Living with constant pain isn’t a “real bummer.” Donald Trump running for president is a real bummer. Suffering from intractable and incurable pain makes a person wish for death. Because death is preferable to living with constant pain without any hope of relief.

While all of you “experts” are living in a fantasy world, those who suffer from intractable pain are living in the real world. Why don’t ya’ll join us down here in hell?

We Are The Enemy

The internet says there is a mural in New Orleans, buried in the 8th Ward, that has a quote from an artist named Rajko Radovanovic:

“A precondition to doing violence to any group of people is to make them less than human.”

Doing violence to a group of people — like war — means that both sides believe they’re right. And with war, it doesn’t really matter which side is right. Lots of people are criminalized. Lots of people die. The end.

You might think that the drug war is about drugs. That drugs are the enemy. Our country has certainly spread that theory throughout the world. It’s a war without end because there will never be an end to drugs, legal or illegal.

Who is the real enemy in the drug war? Those who suffer from addiction:

http://www.knowable.com/a/23-addicts-confess-the-worst-thing-they-did-to-feed-their-addiction-this-is-ey

And now, those who suffer from chronic pain. We are considered the enemy, at least to state and federal governments. Doctors and other drug dealers are also the enemy:

http://www.sanluisobispo.com/news/health-and-medicine/article103400177.html

Federal funds will be used to form a Heroin Investigation Team consisting of Louisville police detectives and DEA agents that will investigate heroin overdoses as crime scenes. Investigators are planning to crack down on local drug dealers, larger suppliers and track doctors at the center of pill mills. Dealers whose drugs cause overdoses will now face a minimum 20-year prison sentence without parole, U.S. Attorney John Kuhn said…

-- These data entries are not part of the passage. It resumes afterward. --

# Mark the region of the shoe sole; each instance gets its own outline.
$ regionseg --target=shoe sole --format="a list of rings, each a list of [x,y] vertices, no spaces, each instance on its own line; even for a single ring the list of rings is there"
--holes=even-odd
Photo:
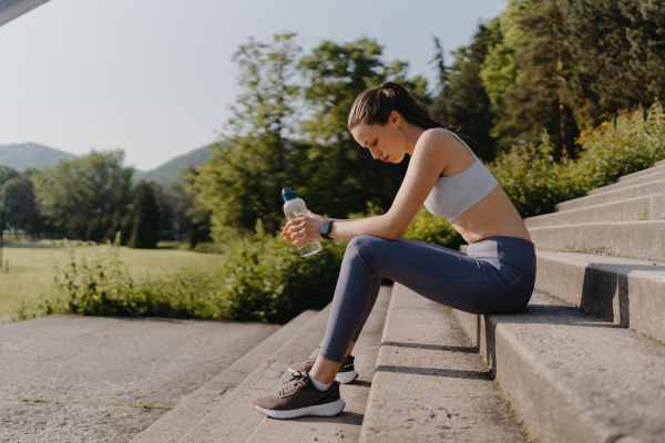
[[[332,403],[317,404],[316,406],[298,408],[291,411],[274,411],[272,409],[259,408],[256,404],[254,408],[258,412],[262,412],[273,419],[286,420],[296,419],[304,415],[316,415],[316,416],[335,416],[341,412],[346,406],[346,402],[341,399],[334,401]]]
[[[294,374],[298,371],[294,371],[293,369],[288,368],[288,372]],[[356,380],[358,375],[358,371],[354,369],[352,371],[337,372],[337,375],[335,375],[335,380],[340,382],[341,384],[347,384]]]

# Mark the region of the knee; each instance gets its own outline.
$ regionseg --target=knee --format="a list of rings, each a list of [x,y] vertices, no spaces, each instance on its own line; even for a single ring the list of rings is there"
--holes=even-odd
[[[360,251],[371,249],[381,238],[361,235],[358,237],[354,237],[346,248],[346,254],[356,255]]]

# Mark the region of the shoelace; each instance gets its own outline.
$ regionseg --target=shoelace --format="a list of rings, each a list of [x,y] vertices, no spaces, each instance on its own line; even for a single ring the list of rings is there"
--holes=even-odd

It’s important to know your enemy. It’s also important to know if you’re considered an enemy. Look in the mirror. We are the enemy.

A solution in search of a problem

http://www.chieftain.com/business/5198021-120/marijuana-colorado-pot-candy

A requirement that edible marijuana products come with a diamond-shaped stamp and the letters T-H-C — not just on the packaging but on the brownies, candies and other edibles themselves — takes effect Saturday…

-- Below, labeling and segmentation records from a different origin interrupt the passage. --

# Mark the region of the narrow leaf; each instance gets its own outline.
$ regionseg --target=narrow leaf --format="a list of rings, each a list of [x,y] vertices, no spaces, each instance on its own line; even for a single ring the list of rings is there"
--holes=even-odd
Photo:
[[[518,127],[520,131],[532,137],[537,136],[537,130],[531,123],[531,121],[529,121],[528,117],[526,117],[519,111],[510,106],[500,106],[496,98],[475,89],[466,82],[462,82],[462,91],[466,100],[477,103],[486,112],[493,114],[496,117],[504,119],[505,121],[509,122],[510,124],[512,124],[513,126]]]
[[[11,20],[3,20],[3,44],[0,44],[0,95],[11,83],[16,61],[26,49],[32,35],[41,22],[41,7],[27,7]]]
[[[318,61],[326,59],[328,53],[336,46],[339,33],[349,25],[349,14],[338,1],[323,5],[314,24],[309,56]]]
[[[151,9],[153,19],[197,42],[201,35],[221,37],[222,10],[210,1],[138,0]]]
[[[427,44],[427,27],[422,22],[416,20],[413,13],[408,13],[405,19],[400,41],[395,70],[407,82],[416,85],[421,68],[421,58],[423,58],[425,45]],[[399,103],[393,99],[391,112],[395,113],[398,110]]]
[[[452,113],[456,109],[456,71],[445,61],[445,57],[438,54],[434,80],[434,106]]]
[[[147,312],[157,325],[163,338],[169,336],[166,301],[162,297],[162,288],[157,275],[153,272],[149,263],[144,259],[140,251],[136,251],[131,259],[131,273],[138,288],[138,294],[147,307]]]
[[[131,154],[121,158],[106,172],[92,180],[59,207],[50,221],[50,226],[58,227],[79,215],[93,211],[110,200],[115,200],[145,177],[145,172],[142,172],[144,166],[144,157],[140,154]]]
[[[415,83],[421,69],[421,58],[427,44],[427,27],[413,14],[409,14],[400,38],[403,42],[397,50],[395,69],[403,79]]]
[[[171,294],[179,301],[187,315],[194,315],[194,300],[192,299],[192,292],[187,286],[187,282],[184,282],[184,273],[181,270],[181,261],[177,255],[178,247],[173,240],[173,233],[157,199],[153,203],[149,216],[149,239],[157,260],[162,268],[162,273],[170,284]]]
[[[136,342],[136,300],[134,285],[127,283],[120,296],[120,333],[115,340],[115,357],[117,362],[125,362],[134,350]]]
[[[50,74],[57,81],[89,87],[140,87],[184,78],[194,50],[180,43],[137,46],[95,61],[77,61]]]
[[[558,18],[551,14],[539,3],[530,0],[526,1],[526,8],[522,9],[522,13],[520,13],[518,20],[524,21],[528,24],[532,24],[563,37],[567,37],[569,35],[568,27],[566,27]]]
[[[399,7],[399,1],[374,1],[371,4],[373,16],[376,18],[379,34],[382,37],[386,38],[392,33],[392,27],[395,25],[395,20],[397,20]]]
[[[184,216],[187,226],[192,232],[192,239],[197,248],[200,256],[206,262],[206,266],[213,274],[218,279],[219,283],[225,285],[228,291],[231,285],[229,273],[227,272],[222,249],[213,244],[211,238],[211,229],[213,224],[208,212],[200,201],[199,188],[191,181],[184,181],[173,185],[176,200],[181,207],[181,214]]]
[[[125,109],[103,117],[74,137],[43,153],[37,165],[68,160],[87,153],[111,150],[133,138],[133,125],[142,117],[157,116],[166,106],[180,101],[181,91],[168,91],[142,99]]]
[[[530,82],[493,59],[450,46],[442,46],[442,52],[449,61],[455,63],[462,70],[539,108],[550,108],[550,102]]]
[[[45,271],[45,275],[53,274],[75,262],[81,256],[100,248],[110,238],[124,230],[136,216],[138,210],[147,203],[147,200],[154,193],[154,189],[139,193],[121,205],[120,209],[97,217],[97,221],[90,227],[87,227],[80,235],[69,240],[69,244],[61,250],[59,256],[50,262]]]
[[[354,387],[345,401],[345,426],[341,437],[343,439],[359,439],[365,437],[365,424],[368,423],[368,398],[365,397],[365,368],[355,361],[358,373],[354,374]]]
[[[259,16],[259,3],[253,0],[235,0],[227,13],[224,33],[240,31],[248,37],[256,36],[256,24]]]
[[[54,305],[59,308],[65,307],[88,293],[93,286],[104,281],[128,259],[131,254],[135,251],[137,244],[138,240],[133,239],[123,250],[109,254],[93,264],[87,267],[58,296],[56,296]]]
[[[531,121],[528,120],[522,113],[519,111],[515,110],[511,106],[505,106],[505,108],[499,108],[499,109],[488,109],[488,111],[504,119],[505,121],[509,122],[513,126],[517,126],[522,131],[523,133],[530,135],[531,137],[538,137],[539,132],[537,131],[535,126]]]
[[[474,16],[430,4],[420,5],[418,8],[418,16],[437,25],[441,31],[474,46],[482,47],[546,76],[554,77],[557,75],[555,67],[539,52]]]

The stamping requirement comes in addition to exhaustive labeling and packaging rules that include childproof zippers and lids, along with warnings that the product should be kept away from children and not eaten before driving or while pregnant or nursing.

“We want to ensure that people genuinely know the difference between a Duncan Hines brownie and a marijuana brownie, just by looking at it,” said state Rep. Jonathan Singer, a Democrat who sponsored the law requiring stamped edibles…

Marijuana ingestions remained relatively rare, though, with the hospital reporting 81 children treated for accidental pot ingestion between 2009 and 2015…

My comment (awaiting moderation):

Since cosmetics, personal care products, and cleaning substances are the most common substances implicated in pediatric poison exposures, it’s now time for each of these products to be stamped with a similar label, along with every pill produced by Big Pharma. Because it’s been proven that kids always pay attention to labels.

The difference between a cannabis brownie and one from Duncan Hines? The cost. Anyone who buys an edible is very aware of how much it costs and will not pass it around like candy. If they can afford to do that, I’d like to be their friend.

Mr. Singer, how much of your political funding comes from the alcohol and prison industries or Big Pharma? Why would you sponsor and pass such a nonsensical regulation?